Is there a way of getting hold of the original base package - so I can extract the libpadlock.so library from it.  I have a sneaky suspicion that's the issue.  The current openssl package has a slightly different revision number and isn't compiled against the base version.

Here's a comes a bit of ignorance - is there a way of configuring optional options in a package, as the package file available to pkg does contain the libpadlock.so but I don't think it installs it.  Course, this package is also different from the base version so the library isn't compiled against openssl in base.


----------



## SirDice (Aug 8, 2018)

connchri said:


> is there a way of configuring optional options in a package,


No, once a package has been created you cannot change any of its options. You will need to build from ports for that.


----------



## connchri (Aug 8, 2018)

Yeah, tried that.  Still no game.

The port has incorrect links to some sources too, as said above.  Once I copied the correct ones, I can get compiling.  But, once I try to get hardware accelerated crypto, I get segmentation faults.  If I was competent enough I would file a bug, but considering the amount of people using this setup will be slim to none, and that operator error can't be ruled out, I see no point.

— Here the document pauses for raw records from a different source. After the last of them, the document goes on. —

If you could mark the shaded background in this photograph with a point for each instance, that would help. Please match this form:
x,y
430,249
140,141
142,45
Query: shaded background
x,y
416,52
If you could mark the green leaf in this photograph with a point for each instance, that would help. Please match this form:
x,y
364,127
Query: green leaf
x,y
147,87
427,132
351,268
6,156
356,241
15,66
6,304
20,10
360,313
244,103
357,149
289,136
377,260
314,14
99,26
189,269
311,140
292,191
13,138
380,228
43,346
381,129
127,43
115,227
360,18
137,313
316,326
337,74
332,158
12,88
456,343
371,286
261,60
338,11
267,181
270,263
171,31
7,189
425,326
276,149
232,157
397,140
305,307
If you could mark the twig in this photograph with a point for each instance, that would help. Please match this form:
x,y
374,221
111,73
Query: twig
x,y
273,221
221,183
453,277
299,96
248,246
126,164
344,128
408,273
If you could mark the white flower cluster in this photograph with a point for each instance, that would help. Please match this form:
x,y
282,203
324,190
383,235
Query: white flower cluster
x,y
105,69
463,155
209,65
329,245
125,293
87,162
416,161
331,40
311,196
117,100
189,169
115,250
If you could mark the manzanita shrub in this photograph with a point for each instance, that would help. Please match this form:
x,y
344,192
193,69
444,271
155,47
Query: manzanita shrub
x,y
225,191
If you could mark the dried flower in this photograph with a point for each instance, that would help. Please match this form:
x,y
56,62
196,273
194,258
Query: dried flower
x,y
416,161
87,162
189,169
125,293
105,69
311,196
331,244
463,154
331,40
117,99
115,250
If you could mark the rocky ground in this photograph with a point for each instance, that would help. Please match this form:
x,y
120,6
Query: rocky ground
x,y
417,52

Thanks for your time.  I may just 'upgrade' to a core 2 duo system.  I want to throw more hard drives onto this anyway.


----------



## Phishfry (Aug 10, 2018)

Did you happen to catch this github shown on HackerNews today.
Via C3 had some funny business going on there.
https://github.com/xoreaxeaxeax/rosenbridge


----------



## connchri (Aug 10, 2018)

Phishfry said:


> Did you happen to catch this github shown on HackerNews today.
> Via C3 had some funny business going on there.
> https://github.com/xoreaxeaxeax/rosenbridge



I didn't. Interesting.  I don't know enough about the exploit, or the techinicalities involved, but as I was only getting 5MB/s network transfer with the poor wee Eden CPU, I was going to fire it on the Spare C2D I have in a couple of weeks time.  It can sit as it is for now.  Although I'd really like to get the 8 Core Xeon xw6600 up and running, but I can't justify the electricity and noise level - I may have to do some modding to get it quiet enough.  It's got plenty of ECC Ram, a couple of nice hard drives, and a 4 x 1Gbps NIC that can be used with LACP and my procurve switch.  Not that I'm going to be requiring such bandwidth...


----------